Similar to the above estimation, we can derive

$$\begin{aligned} \bigl\vert {\lambda^{N_{1}}_{k} \overline{\eta}+\eta} \bigr\vert \gtrsim kh\lambda^{N_{1}-1}_{k}. \end{aligned}$$

Therefore, we get

$$\begin{aligned} \vert \varepsilon_{k,j} \vert \lesssim\frac{h^{\frac{3}{2}}}{k}. \end{aligned}$$

From the definition of \(\varepsilon_{k,j}\), Lemma 3.1, and (3.6), we have

$$\begin{aligned} \vert \widehat{e}_{k,j} \vert = \bigl\vert \varepsilon_{k,j}-h^{2} p_{k,j} \bigr\vert \leq \vert \varepsilon_{k,j} \vert +h^{2} \vert p_{k,j} \vert \lesssim\frac{h^{\frac{3}{2}}}{k} + \frac{ \Vert \widehat{\alpha}_{k} \Vert }{k^{2}} \lesssim\frac{h^{\frac{3}{2}}}{k}. \end{aligned}$$

Together with (3.4), we finally obtain (3.17), which completes the proof. □

4 Numerical experiments

In this section, we present two typical examples to demonstrate the theoretical results and compare the numerical results with the RBF collocation method [15].

Example 4.1

Consider Problem (1.1a)–(1.1e), and let

$$\begin{aligned} &f(x,y)=-2\pi^{2} \sin{\pi x}\sin{\pi y},\qquad \xi_{1} = \frac{1}{4}, \qquad \xi _{2}=\frac{1}{2},\qquad \mu_{1}(y)= \mu_{2}(y)=0, \\ &\mu_{3}(x)=-\frac{1}{\pi} \biggl(\frac{\sqrt{2}}{2}-1 \biggr) \sin{\pi x}, \qquad \mu_{4}(x)= \frac{1}{\pi}\sin{\pi x} . \end{aligned}$$

One can check that the exact solution is \(u(x,y)=\sin{\pi x}\sin{\pi y}\).

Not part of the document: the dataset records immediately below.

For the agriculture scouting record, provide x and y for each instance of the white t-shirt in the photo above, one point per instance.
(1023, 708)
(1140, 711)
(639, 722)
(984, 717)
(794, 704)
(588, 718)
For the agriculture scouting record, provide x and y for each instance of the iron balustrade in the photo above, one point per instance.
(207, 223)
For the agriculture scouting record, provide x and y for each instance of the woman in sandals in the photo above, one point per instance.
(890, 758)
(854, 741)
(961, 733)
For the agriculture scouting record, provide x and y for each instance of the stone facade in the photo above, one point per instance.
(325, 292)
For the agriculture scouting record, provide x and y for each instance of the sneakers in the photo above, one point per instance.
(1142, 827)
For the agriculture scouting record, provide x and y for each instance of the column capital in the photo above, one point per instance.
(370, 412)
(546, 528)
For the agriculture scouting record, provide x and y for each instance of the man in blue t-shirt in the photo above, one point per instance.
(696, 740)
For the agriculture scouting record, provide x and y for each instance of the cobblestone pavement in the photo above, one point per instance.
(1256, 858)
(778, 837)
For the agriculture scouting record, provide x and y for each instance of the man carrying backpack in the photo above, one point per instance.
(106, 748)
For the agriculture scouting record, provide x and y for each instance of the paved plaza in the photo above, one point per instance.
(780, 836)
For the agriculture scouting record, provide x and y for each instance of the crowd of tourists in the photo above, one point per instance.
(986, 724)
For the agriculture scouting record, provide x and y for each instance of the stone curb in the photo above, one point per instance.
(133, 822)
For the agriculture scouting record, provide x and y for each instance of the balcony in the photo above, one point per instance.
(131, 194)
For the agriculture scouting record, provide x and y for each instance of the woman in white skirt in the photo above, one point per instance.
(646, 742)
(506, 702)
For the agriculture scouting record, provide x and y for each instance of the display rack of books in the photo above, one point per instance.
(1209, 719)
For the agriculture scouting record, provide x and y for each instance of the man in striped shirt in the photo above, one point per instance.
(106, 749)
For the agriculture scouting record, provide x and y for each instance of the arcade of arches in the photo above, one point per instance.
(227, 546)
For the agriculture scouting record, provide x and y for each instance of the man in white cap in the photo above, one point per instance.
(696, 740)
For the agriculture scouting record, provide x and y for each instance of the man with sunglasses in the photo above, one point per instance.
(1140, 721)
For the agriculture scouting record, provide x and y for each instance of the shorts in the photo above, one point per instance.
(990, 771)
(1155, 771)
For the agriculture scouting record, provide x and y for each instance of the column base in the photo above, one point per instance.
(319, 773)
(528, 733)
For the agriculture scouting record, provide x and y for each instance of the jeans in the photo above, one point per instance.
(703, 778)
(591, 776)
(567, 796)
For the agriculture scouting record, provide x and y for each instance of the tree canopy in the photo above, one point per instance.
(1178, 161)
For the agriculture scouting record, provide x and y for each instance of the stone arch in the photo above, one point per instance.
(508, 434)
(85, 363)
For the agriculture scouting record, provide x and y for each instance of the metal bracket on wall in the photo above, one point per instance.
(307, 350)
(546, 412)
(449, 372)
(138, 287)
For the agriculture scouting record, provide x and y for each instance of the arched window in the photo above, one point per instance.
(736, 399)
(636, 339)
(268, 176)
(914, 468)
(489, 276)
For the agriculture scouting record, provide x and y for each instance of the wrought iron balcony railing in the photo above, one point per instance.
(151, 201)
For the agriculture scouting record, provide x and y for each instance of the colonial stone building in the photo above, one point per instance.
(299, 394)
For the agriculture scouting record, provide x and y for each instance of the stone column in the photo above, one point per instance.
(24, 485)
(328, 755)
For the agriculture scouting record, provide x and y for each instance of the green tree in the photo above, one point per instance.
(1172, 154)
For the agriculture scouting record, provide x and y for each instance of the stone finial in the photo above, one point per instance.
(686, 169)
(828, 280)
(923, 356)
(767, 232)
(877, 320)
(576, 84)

In this experiment, we take the uniform partition for Ω and employ the preconditioned conjugate gradient method to solve the corresponding difference equations (2.5) and (2.6). Numerical results are shown in Tables 1 and 2, where the norms \(\| u-U\|_{m}\ (m= 2, \infty)\) are defined by \(\| u-U\|_{2} = \frac{1}{N} (\sum_{i=1}^{N} \sum_{j=1}^{N} |{u_{i,j}-U_{i,j}}|^{2} )^{\frac{1}{2}}\), \(\|u-U\|_{\infty} = \max_{1\leq i,j \leq N} |{u_{i,j}-U_{i,j}}|\), respectively. To illustrate the pointwise error, we choose four typical points and show the corresponding errors in Table 2. From the results, one can see that the convergent order is close to two, which validates the correctness of the theoretical results.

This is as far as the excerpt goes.